Secretariat Report 3.222, Page 100:

Question 48: The Panel in U.S. Section 301 was clear in its reasoning when it stated that Members faced with even a threat of unilateral action, especially when it emanates from an economically powerful Member, may in effect be forced to give in to the demands imposed by the Member exerting the threat, even before DSU procedures have been activated.
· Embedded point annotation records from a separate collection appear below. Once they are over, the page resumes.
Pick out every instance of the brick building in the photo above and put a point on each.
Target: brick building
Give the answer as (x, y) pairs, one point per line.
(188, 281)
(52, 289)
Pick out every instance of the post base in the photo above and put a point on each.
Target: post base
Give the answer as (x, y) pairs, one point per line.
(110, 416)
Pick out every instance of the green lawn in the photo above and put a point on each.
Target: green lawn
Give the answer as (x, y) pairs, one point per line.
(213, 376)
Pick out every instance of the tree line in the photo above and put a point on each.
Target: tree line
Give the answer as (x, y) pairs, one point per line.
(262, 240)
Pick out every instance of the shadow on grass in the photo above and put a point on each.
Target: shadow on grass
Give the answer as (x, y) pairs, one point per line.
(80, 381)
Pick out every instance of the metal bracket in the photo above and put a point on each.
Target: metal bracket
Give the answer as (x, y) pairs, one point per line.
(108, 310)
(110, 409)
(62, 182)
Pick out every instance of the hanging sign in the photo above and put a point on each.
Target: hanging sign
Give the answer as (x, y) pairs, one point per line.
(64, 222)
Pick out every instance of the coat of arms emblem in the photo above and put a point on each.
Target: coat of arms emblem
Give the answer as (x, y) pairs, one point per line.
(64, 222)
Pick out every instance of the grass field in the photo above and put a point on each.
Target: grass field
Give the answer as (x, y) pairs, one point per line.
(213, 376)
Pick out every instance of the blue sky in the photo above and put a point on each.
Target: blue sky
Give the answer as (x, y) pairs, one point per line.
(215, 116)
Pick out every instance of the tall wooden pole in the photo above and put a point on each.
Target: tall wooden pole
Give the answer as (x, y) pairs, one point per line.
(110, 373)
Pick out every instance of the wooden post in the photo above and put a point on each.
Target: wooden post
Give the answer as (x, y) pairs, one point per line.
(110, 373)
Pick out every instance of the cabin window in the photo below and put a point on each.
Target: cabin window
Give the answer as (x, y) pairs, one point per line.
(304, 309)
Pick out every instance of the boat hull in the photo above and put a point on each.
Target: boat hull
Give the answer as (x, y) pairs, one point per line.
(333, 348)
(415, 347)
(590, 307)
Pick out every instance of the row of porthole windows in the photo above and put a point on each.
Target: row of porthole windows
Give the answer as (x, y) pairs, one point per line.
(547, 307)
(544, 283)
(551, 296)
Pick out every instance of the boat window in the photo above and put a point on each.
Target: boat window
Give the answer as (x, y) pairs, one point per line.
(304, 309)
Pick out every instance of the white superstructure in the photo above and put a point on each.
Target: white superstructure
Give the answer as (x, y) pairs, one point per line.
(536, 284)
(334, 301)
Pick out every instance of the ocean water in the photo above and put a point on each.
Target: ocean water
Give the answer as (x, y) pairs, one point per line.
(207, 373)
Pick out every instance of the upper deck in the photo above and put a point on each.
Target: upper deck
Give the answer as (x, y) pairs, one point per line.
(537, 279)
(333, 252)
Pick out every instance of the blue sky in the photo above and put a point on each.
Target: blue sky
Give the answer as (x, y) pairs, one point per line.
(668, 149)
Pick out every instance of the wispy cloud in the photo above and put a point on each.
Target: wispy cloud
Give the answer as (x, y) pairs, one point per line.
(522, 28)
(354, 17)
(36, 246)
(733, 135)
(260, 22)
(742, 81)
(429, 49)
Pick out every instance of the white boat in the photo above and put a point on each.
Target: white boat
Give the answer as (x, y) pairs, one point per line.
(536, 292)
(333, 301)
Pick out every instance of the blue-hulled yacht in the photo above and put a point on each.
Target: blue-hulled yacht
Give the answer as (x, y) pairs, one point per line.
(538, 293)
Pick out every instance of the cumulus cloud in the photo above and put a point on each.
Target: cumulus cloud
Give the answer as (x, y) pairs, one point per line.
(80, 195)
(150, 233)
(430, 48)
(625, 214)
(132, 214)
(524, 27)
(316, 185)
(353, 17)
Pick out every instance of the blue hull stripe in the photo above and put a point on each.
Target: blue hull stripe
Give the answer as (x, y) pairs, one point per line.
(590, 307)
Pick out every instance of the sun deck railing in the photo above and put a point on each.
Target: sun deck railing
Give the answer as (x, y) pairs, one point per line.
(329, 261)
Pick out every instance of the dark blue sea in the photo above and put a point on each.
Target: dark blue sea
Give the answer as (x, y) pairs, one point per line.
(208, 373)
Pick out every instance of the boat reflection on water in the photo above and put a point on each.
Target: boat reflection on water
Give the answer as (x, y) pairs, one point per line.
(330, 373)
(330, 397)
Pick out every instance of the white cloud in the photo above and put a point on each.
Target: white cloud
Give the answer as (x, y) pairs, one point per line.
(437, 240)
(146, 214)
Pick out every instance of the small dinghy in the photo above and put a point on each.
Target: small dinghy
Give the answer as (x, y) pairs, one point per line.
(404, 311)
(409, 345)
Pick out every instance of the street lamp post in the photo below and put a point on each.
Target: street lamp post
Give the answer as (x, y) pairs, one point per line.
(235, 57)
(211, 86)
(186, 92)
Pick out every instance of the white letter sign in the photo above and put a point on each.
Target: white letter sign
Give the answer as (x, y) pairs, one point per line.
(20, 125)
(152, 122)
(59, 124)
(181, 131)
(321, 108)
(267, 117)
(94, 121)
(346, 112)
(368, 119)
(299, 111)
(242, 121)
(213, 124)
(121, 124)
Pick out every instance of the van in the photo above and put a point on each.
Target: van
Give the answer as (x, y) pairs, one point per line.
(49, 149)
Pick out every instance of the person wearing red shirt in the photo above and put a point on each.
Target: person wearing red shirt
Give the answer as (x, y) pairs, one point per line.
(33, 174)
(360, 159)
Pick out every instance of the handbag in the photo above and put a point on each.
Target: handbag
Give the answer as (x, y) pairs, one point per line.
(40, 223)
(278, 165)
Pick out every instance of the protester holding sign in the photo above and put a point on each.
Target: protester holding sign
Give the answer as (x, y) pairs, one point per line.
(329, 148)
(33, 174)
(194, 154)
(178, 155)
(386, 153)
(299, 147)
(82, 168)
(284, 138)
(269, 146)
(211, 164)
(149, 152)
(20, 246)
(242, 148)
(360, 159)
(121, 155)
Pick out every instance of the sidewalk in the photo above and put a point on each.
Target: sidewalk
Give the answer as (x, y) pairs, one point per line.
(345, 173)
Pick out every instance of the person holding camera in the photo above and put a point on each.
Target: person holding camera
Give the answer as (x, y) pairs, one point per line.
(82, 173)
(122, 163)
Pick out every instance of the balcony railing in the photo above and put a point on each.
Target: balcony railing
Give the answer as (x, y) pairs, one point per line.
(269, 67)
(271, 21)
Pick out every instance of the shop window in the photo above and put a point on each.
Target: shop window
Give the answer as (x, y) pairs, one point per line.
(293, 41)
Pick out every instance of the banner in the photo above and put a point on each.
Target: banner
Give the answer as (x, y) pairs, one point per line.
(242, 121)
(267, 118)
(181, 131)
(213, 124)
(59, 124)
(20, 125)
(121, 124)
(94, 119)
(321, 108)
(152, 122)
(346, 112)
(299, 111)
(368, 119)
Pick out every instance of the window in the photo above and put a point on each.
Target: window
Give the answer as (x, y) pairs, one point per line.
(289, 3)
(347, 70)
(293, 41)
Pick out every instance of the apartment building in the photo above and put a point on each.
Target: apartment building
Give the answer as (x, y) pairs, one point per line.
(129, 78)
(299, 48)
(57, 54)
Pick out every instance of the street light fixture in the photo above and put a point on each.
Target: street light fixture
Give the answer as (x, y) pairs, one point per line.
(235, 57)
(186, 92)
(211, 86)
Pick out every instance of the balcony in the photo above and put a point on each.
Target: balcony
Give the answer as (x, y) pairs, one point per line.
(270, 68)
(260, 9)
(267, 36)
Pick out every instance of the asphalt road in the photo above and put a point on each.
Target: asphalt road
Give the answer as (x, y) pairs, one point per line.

Could the US, then, confirm that without recourse to the multilateral trading system it shall not identify any WTO member country as priority foreign country pursuant to Sections 181 and 182 of the Trade Act of 1974 as a Priority Foreign Country classification would be a unilateral determination inconsistent with the provisions of Article 23 of the DSU?

RESPONSE: In its report, the panel in U.S. – Sections 301–310 of the Trade Act of 1974 (DS152) determined that Sections 304, 305, and 306 of the Trade Act of 1974 were not inconsistent with the obligations of the United States, including the obligations under Article 23 of the DSU.